What Have We Learned From the Pandemic
Businesses have not had a chance to prepare for such a disaster, as diseases such as COVID-19, which affect the whole world, develop suddenly and affect the normal life order very quickly. This showed once again that businesses should always be prepared for the worst-case scenario.
The concept of the dark factory, which has just entered our lives with Industry 4.0, that is, factories where only machines work, has become more widespread with the dismissed personnel in order to prevent the epidemic from spreading further.
In some sectors where the halt of production can cause serious problems like the medicine AI and ML enabled technologies can be the most effective solution. As the human factor decreases in mechanized factories, the error rate will also decrease, so there is an increase in quality and efficiency.
Wearable technology products, like smart/dark factories, are one of the innovations that IoT technology has brought to our lives. And they have been the perfect solution to grant 100% traceability in operations and increased visibility across the supply chain. That's why many businesses are investing in IoT enabled wearable technologies that'll help them make effective decisions in crisis environment.
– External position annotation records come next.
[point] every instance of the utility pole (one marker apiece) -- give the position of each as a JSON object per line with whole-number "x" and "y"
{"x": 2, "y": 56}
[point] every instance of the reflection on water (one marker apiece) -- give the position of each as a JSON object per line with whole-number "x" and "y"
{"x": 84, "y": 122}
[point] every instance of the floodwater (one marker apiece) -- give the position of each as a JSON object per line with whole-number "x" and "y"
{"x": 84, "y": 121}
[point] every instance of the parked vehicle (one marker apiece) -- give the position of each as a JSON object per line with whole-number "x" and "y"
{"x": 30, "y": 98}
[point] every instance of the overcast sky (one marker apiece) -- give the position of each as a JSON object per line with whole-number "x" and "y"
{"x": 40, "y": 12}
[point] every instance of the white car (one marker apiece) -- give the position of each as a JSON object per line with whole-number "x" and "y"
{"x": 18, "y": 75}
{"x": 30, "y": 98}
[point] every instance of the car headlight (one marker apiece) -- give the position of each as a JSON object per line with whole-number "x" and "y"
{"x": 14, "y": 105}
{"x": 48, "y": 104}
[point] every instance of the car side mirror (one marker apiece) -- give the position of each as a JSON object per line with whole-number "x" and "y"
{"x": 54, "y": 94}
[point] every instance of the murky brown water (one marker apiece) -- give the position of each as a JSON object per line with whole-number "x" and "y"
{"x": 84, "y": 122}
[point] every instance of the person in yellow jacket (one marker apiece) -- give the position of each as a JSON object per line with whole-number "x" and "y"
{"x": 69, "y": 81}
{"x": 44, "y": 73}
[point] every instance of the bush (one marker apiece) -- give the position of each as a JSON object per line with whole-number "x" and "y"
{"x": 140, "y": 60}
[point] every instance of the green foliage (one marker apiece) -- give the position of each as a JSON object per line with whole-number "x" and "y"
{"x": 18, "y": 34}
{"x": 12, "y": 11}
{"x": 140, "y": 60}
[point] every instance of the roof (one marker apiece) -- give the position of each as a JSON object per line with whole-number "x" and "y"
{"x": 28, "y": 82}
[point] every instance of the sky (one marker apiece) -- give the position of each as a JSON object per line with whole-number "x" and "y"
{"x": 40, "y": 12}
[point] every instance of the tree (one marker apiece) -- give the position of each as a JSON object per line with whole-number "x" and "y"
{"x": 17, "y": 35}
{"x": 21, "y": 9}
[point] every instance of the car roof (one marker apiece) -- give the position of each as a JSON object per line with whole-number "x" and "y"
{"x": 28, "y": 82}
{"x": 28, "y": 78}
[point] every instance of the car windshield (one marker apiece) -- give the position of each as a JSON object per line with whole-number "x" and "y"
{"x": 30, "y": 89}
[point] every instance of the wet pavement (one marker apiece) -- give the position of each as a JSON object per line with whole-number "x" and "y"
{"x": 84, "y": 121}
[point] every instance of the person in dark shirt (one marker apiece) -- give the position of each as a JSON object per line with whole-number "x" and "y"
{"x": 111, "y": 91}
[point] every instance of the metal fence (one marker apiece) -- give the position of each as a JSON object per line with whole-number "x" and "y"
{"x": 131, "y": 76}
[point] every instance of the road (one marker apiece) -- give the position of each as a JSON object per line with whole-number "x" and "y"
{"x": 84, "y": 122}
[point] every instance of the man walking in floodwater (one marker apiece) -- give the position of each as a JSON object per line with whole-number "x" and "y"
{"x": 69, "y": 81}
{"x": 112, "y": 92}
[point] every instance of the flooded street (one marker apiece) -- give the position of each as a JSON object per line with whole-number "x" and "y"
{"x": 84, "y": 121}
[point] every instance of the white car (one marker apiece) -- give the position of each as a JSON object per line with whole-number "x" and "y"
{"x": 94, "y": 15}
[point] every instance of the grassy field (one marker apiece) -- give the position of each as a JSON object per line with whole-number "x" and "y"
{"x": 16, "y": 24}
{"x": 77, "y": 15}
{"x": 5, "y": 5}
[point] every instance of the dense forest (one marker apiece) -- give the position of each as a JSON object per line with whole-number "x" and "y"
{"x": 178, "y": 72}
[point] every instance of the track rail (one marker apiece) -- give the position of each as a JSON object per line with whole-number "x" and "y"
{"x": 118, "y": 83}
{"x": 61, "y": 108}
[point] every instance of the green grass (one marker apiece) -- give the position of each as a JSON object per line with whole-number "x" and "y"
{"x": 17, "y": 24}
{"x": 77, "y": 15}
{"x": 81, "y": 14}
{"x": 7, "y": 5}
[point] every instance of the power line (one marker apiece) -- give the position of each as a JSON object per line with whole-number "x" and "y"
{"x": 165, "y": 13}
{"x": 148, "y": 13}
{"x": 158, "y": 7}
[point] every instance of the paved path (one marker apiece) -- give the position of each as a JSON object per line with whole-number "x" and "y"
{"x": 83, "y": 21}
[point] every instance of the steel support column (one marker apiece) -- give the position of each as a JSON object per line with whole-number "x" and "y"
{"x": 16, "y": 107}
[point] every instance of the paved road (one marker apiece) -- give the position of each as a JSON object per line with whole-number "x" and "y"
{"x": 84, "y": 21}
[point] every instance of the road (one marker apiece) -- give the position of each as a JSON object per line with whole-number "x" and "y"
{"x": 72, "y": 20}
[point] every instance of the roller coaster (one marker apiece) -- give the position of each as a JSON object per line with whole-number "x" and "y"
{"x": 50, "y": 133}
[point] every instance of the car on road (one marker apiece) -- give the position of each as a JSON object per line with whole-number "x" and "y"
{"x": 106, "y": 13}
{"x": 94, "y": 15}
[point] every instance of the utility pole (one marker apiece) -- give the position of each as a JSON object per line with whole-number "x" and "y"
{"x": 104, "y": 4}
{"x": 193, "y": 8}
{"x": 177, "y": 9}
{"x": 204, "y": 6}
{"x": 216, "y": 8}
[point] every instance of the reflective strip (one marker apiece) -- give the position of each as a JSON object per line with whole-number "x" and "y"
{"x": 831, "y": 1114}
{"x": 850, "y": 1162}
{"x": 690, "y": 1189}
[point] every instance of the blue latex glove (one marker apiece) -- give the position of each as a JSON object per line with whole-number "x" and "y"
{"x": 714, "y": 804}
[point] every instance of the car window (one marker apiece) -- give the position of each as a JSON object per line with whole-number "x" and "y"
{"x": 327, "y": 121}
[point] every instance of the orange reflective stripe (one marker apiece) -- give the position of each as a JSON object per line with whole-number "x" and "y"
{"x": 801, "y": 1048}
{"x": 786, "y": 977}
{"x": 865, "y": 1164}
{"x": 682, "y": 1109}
Source: EY Global Supply Chain Survey
In order for businesses to be ready for the worst-case scenario and actually move the business to a better point in normal times, and to remain resilient in a competitive environment, they need to be even more intertwined with the concept of a “sustainable” supply chain. Thus, the supply chain gains transparency. Thanks to the "localization - agility - digitalization" movement and the use of blockchain, it is possible to develop a potential solution in economic terms.
With the blockchain, all steps from the supplier's supplier to the customer's customer are kept in digital environment, accurate and reliable information can be accessed more easily, and the flexibility needed in times of crisis is achieved. Sustainable supply chain and flexibility parameters can be included in lean supply chain practices.
While returning to normal after the epidemic, these findings should not be ignored.